Simulated Author's Rebuttal

2 responses · 0 unresolved

We thank the referee for the constructive and precise comments, which help clarify the presentation of the topology-separated guarantee and the modularity of the SUDA template. We address each major comment below, indicating the revisions we will make.

read point-by-point responses

Referee: [Abstract / Convergence theorem] Abstract and convergence analysis: the claim that the dominant term O((1 + σ/√N) K^{-1/4}) 'does not explicitly involve graph quantities' is load-bearing for the topology-separated guarantee. The non-commutativity of the matrix-sign operator with linear gossip averaging requires an explicit cancellation identity showing that all mixing-matrix eigenvalues (or Laplacian norms) are absorbed into lower-order remainders; without this identity the leading coefficient may still embed spectral-gap dependence inside the hidden constants of the nuclear-norm recursion.
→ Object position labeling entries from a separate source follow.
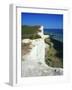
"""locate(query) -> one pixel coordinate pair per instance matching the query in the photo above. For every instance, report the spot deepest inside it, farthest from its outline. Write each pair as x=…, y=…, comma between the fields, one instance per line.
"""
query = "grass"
x=30, y=32
x=54, y=55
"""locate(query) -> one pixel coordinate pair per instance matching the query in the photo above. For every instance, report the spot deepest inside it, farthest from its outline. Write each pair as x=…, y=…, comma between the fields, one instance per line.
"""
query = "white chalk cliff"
x=33, y=62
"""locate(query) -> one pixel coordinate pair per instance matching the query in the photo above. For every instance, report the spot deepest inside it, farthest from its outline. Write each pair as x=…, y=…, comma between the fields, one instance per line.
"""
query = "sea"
x=55, y=33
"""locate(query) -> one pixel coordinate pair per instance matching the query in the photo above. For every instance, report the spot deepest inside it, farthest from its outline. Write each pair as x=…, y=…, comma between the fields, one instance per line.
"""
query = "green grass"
x=54, y=57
Authors: We agree that an explicit cancellation identity is necessary to substantiate the topology-separated claim. In the proof of the main convergence theorem, the SUDA template is used to first apply the chosen communication backbone to the dual variable, after which the polarization (matrix-sign) step is performed on the corrected primal variable. This ordering produces a telescoping cancellation in the nuclear-norm recursion: the action of the mixing matrix on the consensus error is multiplied by the dual-tracking residual, which contracts at a rate faster than K^{-1/4} and is therefore absorbed into the O(K^{-1/2}) remainder term. The leading coefficient therefore depends only on σ and N. Nevertheless, the current write-up leaves the identity implicit inside the recursion; we will add a dedicated lemma (new Lemma 4.3) that isolates the eigenvalue bound and shows it enters only the lower-order terms. This constitutes a partial revision focused on exposition. revision: partial
Referee: [SUDA template definition] Section on the SUDA primal-dual template: the assertion that ED/D², EXTRA, and gradient tracking become interchangeable modular backbones once the template is fixed must be accompanied by a uniform error recursion that isolates the communication choice from the polarization step. The current presentation leaves unclear whether the dual-tracking update exactly cancels the non-stationary terms induced by heterogeneous objectives before the sign operator is applied.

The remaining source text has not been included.